Papers of John Adams, volume 16


To Charles Sigourney

John Adams to Wilhem & Jan Willink, Nicolaas & Jacob van Staphorst, and De la Lande & Fynje, 16 February 1785 Adams, John Willink, Van Staphorst, and De la Lande & Fynje
To Wilhem & Jan Willink, Nicolaas & Jacob van Staphorst, and De la Lande & Fynje
Gentlemen. Auteuil near Paris Feby: 16. 1785.

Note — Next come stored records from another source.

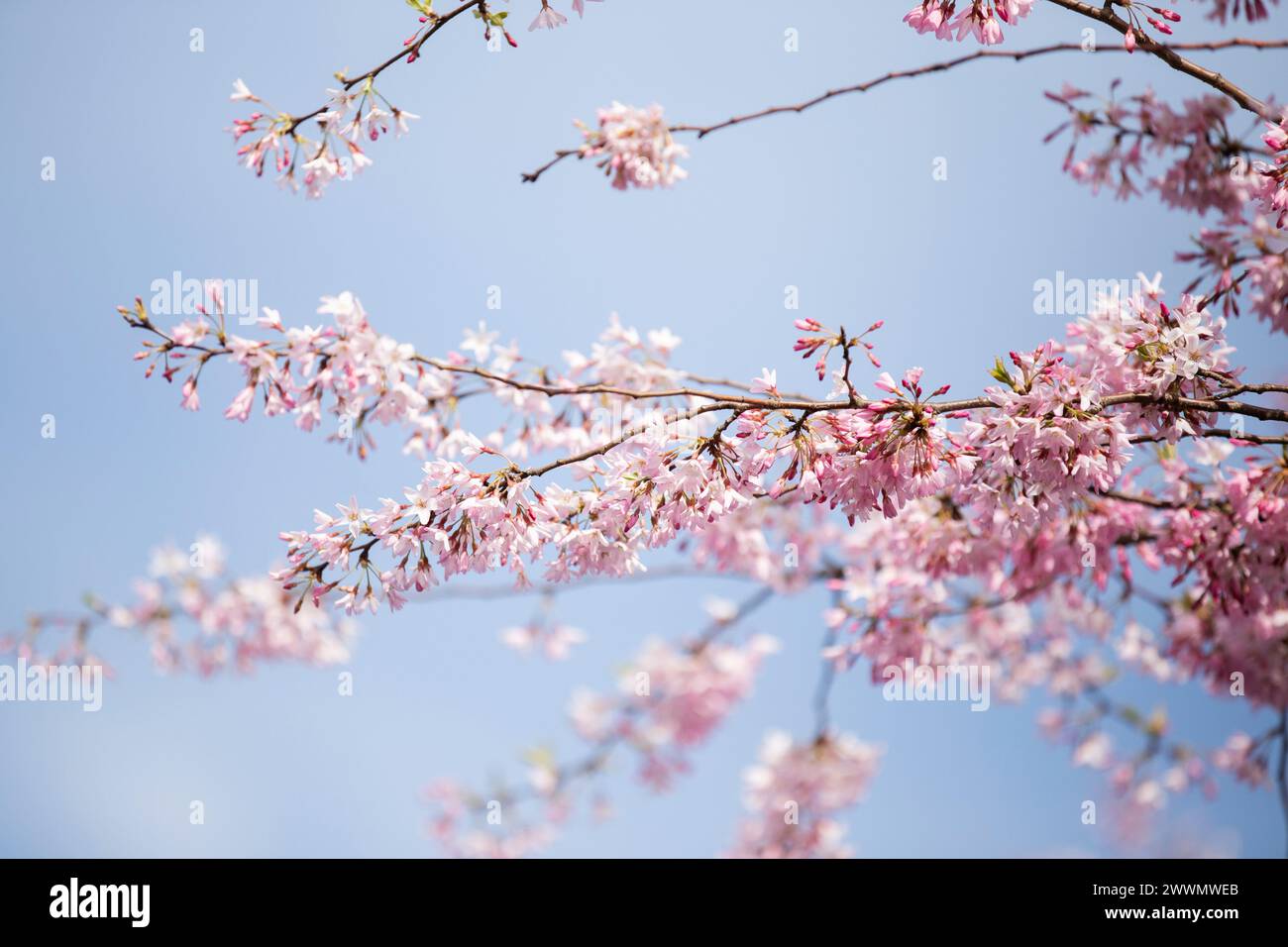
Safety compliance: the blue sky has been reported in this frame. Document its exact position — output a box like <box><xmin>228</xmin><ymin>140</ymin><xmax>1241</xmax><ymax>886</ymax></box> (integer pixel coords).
<box><xmin>0</xmin><ymin>0</ymin><xmax>1284</xmax><ymax>857</ymax></box>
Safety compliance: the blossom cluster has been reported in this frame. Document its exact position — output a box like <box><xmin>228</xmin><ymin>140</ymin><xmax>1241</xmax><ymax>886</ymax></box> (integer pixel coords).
<box><xmin>1047</xmin><ymin>86</ymin><xmax>1288</xmax><ymax>333</ymax></box>
<box><xmin>730</xmin><ymin>732</ymin><xmax>880</xmax><ymax>858</ymax></box>
<box><xmin>228</xmin><ymin>76</ymin><xmax>420</xmax><ymax>198</ymax></box>
<box><xmin>8</xmin><ymin>536</ymin><xmax>355</xmax><ymax>676</ymax></box>
<box><xmin>903</xmin><ymin>0</ymin><xmax>1037</xmax><ymax>47</ymax></box>
<box><xmin>577</xmin><ymin>102</ymin><xmax>690</xmax><ymax>191</ymax></box>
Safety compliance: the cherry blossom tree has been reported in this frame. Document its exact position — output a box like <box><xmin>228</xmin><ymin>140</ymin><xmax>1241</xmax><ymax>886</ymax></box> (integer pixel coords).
<box><xmin>8</xmin><ymin>0</ymin><xmax>1288</xmax><ymax>857</ymax></box>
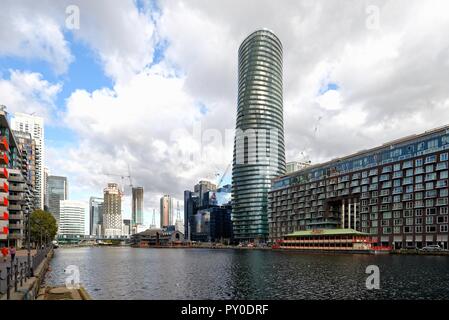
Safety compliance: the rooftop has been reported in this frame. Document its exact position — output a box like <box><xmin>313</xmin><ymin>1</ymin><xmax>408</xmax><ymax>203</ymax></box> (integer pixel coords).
<box><xmin>287</xmin><ymin>229</ymin><xmax>368</xmax><ymax>237</ymax></box>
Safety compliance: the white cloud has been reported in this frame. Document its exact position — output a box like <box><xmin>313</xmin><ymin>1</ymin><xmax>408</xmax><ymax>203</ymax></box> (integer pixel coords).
<box><xmin>0</xmin><ymin>70</ymin><xmax>62</xmax><ymax>122</ymax></box>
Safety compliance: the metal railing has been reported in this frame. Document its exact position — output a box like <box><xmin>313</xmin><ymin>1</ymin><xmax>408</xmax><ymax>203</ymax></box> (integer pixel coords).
<box><xmin>0</xmin><ymin>245</ymin><xmax>52</xmax><ymax>300</ymax></box>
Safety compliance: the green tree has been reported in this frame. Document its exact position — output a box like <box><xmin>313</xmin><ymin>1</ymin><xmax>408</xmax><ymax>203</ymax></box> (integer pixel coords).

I have received your favour of the 6th: of January and that of the second of February and am much obliged to you for the particular Account of the State of the Cash and Obligations in your Hands. By all that I have learnt from your Letters, as well as by Enquiry in Conversation it seems to be so possible and indeed so probable, that the United States might be exposed to a loss of several hundred Thousand Guilders, by a sudden fall of the Agio, that I have not been able to resolve upon giving you Directions to put the Cash on 525 Hand into the Bank, especially as I have every Day expected, and still expect, not only the Ratification of the last Loan, but Orders from Congress, or their Commissioners of the Treasury what to do with the whole Sum.

I still expect every moment, to receive the Orders of Congress, and therefore shall not venture as yet to give orders for putting the Money into the Bank. But as you are on the Spot, and are better informed, than I am, I must leave it to your Judgments to do what you shall think most for the Interest of the United States, either by putting the whole, or a Part, or none of the Money into the Bank.

But, Gentlemen, let me above all Things recommend it to you, to keep the Congress constantly informed of the State of their Affairs in your Hands. You may address your Letters either to the President, his Excellency, Richard Henry Lee Esqr, or to the Office, of Finance; Perhaps it would be best to address Duplicates, one to the President and the other to the Commissioners of the Treasury.

I thank you, Gentlemen, for what you say about my Salary: But would it not be a saving for me, to draw Bills upon you and sell them here? as to an Indemnification to my for “my Troubles and Hardships” I have no Idea of asking, or even wishing for such a Thing. exclusive of all these, it would require a larger Sum, perhaps, than you imagine to indemnify me for my Losses. This too I neither expect nor desire. indeed while the War continued and all was at Stake, I never thought about Trouble, Hardships, Losses, or savings. But as Peace is made and Danger to the Public is no more, I should think myself bound to Oeconomy for the sake of my Family if I were not necessitated to it, in order to pay, my daily Expences, as at present I am literally.

With much Esteem &c—

LbC in JQA’s hand (Adams Papers); internal address: “Messrs: W: & J. Willink. / N & J. van Staphorst / & De la Lande & Fynje—”; APM Reel 107.